Question

What is the hybridization state of B and N in inorganic benzene respectively?
(A) \[s{p^2} and {\rm{ }} s{p^3}\]
(B) \[s{p^3} and {\rm{ }} s{p^2}\]
(C) \[Both{\rm{ }}\,s{p^2}\]
(D) \[Both{\rm{ }}\,s{p^3}\]

Answer 1

Hint: Borazine is called as the inorganic benzene, this is because borazine resembles benzene in the structure and few properties. If we know the hybridisation of the carbon atom in benzene, it would be easy for us to compare.

Complete answer:
Before we directly move into the hybridisation state of $B$ and $N$ in inorganic benzene, we must know what a borazine is. Borazine is a chemical compound with the molecular formula of \[{B_3}{N_3}{H_3}\]. Borazine is a colourless liquid. It has an aromatic smell. It was first prepared from the chemical reaction of diborane and ammonia in the year 1926. It was called inorganic benzene because it is isoelectronic with benzene. Borazine is having a structure which is similar to the benzene, i.e. planar hexagonal structure. In borazine structure, Boron and Nitrogen atoms are arranged alternatively.

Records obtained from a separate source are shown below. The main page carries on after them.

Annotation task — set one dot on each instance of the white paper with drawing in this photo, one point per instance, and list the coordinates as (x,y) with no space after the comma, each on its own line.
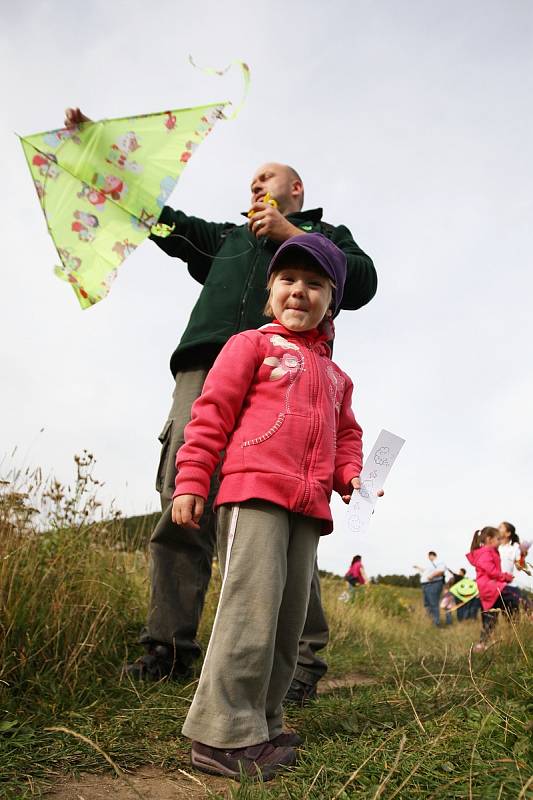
(375,470)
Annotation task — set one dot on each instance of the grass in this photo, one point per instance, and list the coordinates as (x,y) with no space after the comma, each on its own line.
(438,722)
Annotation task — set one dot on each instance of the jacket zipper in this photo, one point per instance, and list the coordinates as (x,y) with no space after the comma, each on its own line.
(313,433)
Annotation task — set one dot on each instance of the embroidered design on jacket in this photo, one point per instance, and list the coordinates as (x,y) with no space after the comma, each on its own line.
(290,364)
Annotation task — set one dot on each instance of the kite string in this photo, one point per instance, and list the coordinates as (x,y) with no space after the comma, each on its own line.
(210,255)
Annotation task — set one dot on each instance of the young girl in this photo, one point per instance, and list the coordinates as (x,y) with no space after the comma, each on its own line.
(510,553)
(281,410)
(356,574)
(491,581)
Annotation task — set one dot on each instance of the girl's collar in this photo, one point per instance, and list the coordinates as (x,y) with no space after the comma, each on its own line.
(325,332)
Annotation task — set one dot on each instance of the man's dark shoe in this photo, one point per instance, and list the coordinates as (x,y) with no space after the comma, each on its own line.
(288,739)
(300,693)
(157,663)
(257,761)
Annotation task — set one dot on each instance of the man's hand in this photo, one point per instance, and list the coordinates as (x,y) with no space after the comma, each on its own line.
(268,221)
(73,116)
(187,510)
(356,484)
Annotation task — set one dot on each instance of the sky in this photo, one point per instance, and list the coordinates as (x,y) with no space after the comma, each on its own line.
(412,124)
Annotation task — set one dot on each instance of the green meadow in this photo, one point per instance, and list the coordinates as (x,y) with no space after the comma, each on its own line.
(413,713)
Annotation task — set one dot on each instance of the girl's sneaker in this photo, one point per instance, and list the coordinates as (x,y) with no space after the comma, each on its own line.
(287,739)
(258,761)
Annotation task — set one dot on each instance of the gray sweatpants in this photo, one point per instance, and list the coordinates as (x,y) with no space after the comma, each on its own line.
(267,556)
(181,559)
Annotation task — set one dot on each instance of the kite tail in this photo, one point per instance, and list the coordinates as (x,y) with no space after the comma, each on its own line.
(167,232)
(245,69)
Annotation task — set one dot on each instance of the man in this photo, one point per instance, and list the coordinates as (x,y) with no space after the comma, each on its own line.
(230,261)
(432,582)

In the borazine structure, Boron is bonded to three atoms one hydrogen and two Nitrogen atoms. As it is bonded to three atoms, each boron atom in borazine will be having \[s{p^2}\] hybridisation and trigonal planar structure.
The nitrogen atom in borazine is bonded to three atoms namely two boron atom and one hydrogen atom. Like boron, as nitrogen is also bonded to three atoms, the hybridization will also be \[s{p^2}\].
Therefore, both B and N in inorganic benzene i.e. borazine will be having \[s{p^2}\] hybridisation.

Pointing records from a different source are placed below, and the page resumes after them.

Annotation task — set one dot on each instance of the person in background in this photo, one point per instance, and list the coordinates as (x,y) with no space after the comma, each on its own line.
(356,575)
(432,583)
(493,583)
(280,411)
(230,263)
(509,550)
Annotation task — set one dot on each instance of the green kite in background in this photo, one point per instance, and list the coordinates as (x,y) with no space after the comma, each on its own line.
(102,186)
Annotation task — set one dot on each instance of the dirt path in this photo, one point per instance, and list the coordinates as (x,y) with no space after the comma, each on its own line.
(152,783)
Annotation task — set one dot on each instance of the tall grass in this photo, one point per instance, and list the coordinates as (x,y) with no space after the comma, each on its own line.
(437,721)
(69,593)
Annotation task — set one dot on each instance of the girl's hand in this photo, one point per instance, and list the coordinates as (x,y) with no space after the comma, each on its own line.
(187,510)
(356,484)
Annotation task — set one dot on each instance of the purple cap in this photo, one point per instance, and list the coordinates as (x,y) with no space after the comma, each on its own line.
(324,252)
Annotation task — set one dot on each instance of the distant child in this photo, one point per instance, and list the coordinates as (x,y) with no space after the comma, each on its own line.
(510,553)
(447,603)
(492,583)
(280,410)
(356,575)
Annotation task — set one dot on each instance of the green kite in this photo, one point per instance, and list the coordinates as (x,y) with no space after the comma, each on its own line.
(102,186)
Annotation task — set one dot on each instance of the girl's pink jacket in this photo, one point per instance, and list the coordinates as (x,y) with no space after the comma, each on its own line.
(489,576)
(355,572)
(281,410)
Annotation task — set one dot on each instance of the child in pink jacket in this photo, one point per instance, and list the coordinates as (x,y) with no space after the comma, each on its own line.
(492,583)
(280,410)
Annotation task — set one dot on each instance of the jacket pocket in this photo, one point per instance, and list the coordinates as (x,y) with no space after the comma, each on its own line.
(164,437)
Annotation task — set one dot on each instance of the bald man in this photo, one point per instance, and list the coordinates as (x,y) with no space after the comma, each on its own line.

Hence the correct answer will be option (C) \[Both{\rm{ }}s{p^2}\].

Additional information:
Difference between benzene and borazine

BORAZINE	BENZENE
Molecular formula- \[{B_3}{N_3}{H_3}\]	Molecular formula - \[{C_6}{H_6}\]
Inorganic compound	Organic compound
Contains B and N	Contains only C
Reactive	Less reactive
Not a perfect hexagon	perfect hexagon

Note: As we know that benzene and borazine are having similar structure, i.e. hexagonal structure. In benzene, the carbon atom is having \[s{p^2}\] hybridisation. Therefore, like benzene, in borazine, N and B should also have \[s{p^2}\] hybridisation.